Ja niedawno zauważyłam tą bliznę, ale nie interesowało mnie jej..."źródło". A Abby to całkiem fajne imię dla kota:)
anka^^

Moja biedna, kochana, słodka Shiri. ;) :P
~Liz_Parker

Ja też nie wiedziałam o tym kotku. A własciwie wiedziałam, ale od niedawna - jakoś od 20 minut ;)
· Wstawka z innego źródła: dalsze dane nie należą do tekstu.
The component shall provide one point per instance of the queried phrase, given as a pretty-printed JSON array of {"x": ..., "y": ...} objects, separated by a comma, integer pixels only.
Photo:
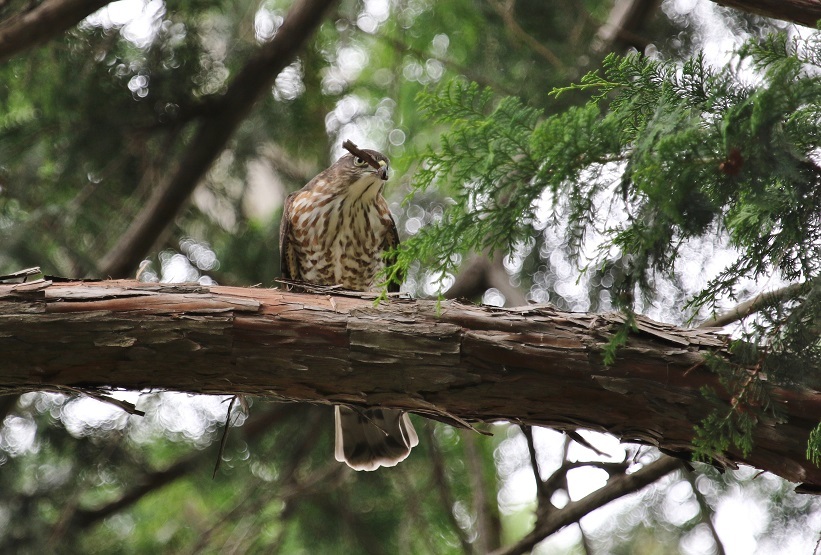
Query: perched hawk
[{"x": 333, "y": 232}]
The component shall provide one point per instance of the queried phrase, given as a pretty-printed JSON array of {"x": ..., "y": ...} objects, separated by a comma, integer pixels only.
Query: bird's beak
[{"x": 382, "y": 172}]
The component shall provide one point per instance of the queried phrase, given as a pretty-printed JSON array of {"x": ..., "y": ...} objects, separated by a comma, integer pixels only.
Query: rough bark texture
[{"x": 534, "y": 365}]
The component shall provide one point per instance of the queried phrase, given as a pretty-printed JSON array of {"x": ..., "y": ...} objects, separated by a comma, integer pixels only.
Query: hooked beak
[{"x": 382, "y": 172}]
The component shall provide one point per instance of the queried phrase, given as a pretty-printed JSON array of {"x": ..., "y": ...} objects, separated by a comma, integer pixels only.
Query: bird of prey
[{"x": 334, "y": 232}]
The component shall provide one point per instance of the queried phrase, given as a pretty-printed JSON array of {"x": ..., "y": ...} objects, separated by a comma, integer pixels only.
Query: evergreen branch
[{"x": 751, "y": 306}]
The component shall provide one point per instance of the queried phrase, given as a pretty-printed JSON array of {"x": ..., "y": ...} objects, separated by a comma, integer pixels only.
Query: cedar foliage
[{"x": 680, "y": 151}]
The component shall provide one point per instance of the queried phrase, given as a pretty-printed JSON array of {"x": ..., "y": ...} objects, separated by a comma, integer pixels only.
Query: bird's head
[{"x": 355, "y": 176}]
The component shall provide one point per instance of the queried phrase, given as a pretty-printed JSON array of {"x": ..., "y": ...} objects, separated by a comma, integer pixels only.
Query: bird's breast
[{"x": 340, "y": 239}]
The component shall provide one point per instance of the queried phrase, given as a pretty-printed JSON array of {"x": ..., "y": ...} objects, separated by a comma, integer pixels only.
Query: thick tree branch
[
  {"x": 42, "y": 22},
  {"x": 533, "y": 365},
  {"x": 212, "y": 136}
]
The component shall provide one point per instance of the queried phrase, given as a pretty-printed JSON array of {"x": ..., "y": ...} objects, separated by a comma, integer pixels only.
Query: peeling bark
[{"x": 532, "y": 365}]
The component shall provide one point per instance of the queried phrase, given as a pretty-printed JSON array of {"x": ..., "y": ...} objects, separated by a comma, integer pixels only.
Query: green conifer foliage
[{"x": 681, "y": 152}]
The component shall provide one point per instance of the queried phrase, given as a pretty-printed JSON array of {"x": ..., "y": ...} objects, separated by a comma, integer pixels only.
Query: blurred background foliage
[{"x": 92, "y": 120}]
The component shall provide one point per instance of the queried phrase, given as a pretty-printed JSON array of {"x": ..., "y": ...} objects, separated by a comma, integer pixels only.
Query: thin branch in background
[
  {"x": 706, "y": 511},
  {"x": 505, "y": 11},
  {"x": 224, "y": 437},
  {"x": 441, "y": 481},
  {"x": 418, "y": 525},
  {"x": 575, "y": 510},
  {"x": 402, "y": 47},
  {"x": 621, "y": 29},
  {"x": 488, "y": 526},
  {"x": 42, "y": 22},
  {"x": 481, "y": 273},
  {"x": 759, "y": 302},
  {"x": 542, "y": 493},
  {"x": 130, "y": 408},
  {"x": 212, "y": 136},
  {"x": 578, "y": 438}
]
Całe życie marzyłam o psie. A kiedy wreszcie dostałam książkę o tym, jak zaopiekować się domowym szczeniakiem, okazało się, że rodzice kupili mi ją bym zorientowała się, jak trudno wychować psa. Chcieli mnie sadyści przekonać tą publikacją, że nie wrto mieć czworonoga, a ja się tylko jeszcze bardziej rozpaliłam na samą myśl o tym zwierzaczku. Przez kilka dni zaglądałam na wycieraczkę przed domem, czy czasem nie zmienili zdania i czy nie czeka na mnie szczeniak w pudełku, przewiązany kokardą. Co za traumatyczne przeżycie!